KSI, influencer and minority shareholder at Dagenham & Rebdridge, celebrates with Dagenham fans during their 1-0 win against Dorking in National League South.
A win against the National League South’s leaders Dorking made for an auspicious start to influencer KSI’s minority ownership of Dagenham & Redbridge. Photograph: Richard Pelham/Getty Images

In the sun on Saturday, there was a sense of two clubs with varying ambitions. Enfield, who boast about being England’s first fully fan-owned club, are losing their fight for survival. Dagenham are now nine points off the playoffs. There is an expectation they will start climbing the ladder, pronto.

The model is Wrexham, who are reaping the rewards of the hands-on approach of Ryan Reynolds and Rob Mac. Their journey from non-league to Premier League is perhaps nearing an end. Following the Reynolds-Mac playbook, this week KSI mucked in at the Leisure United training hub, chatting in depth to the manager, Lee Bradbury, and playing table tennis with the players.

Like Wrexham, Dagenham and Redbridge will be the focus of a documentary series, this one titled Race to the Top and running on KSI’s 17m-subscriber YouTube channel. The National League’s broadcast partner, Dazn, showed the Enfield game to a global audience during the UK’s 3pm TV blackout. Misfits Boxing, a sports promotion company founded by KSI, also has a deal with Dazn.

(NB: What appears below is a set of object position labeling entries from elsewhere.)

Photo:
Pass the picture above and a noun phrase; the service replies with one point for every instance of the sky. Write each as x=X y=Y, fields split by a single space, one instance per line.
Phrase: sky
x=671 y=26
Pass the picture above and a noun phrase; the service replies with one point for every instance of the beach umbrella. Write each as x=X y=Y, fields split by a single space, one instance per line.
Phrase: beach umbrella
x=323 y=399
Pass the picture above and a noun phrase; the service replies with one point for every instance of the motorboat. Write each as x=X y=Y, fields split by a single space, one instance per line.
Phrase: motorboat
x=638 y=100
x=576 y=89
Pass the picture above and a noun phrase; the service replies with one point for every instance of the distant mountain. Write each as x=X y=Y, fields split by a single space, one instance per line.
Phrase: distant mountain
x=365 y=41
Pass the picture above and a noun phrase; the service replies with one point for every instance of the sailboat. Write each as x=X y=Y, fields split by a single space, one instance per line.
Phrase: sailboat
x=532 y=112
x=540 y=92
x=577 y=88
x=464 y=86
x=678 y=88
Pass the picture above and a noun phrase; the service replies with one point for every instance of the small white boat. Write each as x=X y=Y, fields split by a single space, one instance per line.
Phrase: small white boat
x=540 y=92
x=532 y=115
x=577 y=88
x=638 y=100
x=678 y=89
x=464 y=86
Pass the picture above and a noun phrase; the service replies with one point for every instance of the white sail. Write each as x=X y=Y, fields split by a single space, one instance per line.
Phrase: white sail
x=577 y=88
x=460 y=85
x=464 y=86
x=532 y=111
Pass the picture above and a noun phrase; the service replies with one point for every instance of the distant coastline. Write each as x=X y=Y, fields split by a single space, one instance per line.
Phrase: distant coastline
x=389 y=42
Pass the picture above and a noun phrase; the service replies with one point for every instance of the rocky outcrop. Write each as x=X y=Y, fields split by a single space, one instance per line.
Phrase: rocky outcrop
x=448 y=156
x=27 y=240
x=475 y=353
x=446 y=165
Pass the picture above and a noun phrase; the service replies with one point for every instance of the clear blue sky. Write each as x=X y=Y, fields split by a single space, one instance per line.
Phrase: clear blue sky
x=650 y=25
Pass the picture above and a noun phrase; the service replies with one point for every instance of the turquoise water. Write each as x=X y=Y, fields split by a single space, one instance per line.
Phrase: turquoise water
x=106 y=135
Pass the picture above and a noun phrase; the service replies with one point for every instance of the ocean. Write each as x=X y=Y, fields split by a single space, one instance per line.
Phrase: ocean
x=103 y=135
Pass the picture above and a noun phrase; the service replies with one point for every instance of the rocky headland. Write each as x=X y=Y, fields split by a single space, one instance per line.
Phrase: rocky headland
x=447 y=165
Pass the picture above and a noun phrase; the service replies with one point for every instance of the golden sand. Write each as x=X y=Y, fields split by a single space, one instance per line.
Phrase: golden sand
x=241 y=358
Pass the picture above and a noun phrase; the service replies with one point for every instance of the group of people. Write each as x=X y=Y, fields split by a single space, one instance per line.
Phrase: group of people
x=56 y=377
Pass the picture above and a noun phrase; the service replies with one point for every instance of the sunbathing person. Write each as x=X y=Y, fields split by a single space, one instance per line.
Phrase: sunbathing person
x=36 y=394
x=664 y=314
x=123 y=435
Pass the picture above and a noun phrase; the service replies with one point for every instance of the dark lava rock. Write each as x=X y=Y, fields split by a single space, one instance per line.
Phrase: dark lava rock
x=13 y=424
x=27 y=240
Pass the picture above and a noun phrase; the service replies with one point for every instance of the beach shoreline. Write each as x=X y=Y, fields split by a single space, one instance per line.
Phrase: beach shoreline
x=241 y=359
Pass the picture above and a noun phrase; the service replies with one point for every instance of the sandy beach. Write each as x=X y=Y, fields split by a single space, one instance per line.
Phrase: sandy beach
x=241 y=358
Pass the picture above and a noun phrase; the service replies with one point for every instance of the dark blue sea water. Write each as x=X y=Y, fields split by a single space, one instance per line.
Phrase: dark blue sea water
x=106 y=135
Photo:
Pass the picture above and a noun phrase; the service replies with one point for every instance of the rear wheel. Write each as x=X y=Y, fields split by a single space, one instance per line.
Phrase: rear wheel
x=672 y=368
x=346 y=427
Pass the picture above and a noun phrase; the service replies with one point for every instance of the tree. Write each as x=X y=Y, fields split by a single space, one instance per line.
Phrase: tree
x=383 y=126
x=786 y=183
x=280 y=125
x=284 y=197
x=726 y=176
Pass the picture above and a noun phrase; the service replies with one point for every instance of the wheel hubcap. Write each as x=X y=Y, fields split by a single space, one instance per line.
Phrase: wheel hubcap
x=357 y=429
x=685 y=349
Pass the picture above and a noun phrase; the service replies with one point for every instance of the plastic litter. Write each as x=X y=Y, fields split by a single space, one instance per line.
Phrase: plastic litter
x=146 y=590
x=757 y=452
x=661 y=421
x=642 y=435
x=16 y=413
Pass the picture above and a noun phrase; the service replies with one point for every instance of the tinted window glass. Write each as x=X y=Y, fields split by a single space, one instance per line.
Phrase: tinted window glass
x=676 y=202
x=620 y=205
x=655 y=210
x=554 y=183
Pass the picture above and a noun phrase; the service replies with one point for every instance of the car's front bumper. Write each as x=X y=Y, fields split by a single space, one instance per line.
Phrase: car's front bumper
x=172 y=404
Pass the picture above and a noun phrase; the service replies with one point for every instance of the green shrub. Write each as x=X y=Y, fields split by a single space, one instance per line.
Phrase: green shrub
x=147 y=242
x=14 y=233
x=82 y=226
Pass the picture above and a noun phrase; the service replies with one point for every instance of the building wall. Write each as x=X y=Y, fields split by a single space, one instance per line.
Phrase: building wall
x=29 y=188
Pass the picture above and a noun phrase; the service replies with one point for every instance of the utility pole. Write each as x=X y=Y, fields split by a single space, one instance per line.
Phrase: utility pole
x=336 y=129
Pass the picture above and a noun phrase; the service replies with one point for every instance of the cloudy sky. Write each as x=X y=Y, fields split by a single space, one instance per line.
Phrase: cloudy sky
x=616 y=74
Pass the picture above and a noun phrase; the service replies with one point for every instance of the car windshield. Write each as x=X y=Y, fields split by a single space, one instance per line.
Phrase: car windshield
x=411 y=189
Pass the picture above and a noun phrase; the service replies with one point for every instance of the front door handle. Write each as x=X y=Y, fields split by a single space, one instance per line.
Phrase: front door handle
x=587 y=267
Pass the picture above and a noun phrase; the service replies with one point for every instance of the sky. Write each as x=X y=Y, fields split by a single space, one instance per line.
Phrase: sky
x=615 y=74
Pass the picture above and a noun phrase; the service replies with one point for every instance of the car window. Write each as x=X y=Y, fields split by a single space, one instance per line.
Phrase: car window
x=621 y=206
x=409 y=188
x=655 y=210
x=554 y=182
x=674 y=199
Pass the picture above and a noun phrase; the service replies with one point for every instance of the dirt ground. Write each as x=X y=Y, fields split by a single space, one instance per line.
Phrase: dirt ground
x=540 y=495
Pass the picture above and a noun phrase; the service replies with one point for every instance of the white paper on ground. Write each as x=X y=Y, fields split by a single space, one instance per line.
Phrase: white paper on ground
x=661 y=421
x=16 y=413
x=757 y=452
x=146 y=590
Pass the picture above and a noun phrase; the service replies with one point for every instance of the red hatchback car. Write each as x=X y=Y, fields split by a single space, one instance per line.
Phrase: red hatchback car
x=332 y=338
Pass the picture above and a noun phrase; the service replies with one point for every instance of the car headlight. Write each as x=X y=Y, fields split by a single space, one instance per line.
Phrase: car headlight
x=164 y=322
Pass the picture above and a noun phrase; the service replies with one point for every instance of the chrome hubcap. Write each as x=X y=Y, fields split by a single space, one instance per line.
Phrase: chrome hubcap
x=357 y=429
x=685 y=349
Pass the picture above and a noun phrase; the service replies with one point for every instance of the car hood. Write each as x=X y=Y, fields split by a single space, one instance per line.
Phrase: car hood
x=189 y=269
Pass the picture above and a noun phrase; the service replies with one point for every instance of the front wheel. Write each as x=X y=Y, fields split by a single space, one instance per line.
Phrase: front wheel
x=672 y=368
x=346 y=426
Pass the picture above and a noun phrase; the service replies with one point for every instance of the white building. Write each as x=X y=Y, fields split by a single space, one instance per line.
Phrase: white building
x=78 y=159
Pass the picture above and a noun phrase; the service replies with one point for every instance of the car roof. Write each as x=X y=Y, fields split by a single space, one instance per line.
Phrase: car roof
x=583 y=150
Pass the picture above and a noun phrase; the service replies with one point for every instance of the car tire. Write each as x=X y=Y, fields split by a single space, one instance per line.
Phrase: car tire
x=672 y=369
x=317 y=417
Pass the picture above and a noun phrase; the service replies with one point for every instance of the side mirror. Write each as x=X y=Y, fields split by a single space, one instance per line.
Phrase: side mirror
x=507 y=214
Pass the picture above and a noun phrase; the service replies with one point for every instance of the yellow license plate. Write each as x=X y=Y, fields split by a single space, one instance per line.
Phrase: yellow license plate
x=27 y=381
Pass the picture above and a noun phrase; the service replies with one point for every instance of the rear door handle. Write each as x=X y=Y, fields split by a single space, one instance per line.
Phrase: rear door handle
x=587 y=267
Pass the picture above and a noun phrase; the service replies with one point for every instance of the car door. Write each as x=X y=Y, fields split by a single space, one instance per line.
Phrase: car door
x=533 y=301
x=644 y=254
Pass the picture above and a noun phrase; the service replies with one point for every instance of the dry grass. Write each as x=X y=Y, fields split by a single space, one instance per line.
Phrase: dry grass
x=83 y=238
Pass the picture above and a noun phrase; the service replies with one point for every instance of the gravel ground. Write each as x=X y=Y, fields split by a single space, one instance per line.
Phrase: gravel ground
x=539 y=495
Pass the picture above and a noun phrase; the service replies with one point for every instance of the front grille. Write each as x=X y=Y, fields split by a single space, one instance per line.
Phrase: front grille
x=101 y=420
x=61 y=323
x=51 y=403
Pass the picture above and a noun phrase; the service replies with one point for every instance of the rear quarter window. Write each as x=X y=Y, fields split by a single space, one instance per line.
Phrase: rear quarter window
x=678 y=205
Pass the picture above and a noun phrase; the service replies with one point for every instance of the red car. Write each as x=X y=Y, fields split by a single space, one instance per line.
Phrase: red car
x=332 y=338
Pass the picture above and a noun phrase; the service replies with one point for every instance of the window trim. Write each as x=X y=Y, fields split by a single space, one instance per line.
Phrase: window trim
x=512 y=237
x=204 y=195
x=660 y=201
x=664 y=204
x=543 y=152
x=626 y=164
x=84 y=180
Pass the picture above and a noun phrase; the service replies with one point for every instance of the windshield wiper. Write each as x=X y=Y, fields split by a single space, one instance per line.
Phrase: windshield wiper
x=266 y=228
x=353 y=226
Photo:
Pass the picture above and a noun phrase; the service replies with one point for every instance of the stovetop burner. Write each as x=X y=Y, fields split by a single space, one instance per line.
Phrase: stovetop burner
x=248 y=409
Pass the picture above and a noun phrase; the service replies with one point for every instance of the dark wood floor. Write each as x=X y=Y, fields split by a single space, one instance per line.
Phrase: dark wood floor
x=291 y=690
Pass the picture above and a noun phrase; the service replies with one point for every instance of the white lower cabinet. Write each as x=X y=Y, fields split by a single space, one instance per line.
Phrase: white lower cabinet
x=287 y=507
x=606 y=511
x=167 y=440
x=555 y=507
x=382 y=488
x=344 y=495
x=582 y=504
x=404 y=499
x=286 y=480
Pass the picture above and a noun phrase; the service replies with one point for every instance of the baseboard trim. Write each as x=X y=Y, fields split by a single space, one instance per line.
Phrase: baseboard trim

Dagenham and Redbridge fans cheer on their team in their 0-0 draw at Enfield Town in the National League South.
It’s roughly 18 miles from Dagenham & Redbridge to Enfield Town – the fans who made the trip are cautiously optimistic it’s just the start of the journey under new celebrity ownership. Photograph: Andy Hall/The Guardian

Despite concerns over the circus that celebrity ownership may bring – plus the fact the more senior section of the Dagenham fanbase had not encountered said celebrity before – KSI’s involvement is endorsed by many in the away end at Enfield. “We hopefully will bring in a younger, London-based fanbase,” said Collier. Roberts has noticed the greater attention already: “You can be walking down the street in a Dagenham kit and people go: ‘Oh, I know what that is because KSI’s got that kit.’”

Dagenham dropped out of the Football League in 2016 after a nine-year stay. Anwar Uddin captained the side that reached promotion to League One via the playoffs in 2010 and his return as nonexecutive chair has added to the optimism. “That’s the biggest positive,” says Collier, “having someone who calls Dagenham his own.”

Amid the recent upheaval, Steve Thompson has announced he’s leaving his role as managing director after 45 years at the club, before and after the 1992 merger that put the Redbridge in Dagenham & Redbridge.

KSI is talking of returning the Daggers to “the glory days”. That he made his name on the video game Fifa taking teams from the bottom online leagues to the very top has not been lost on those who watched the videos he recorded as a teenager in his parents’ bedroom. “It feels like the days are getting brighter for Dagenham,” said Roberts. “It’s not all doom and gloom any more.”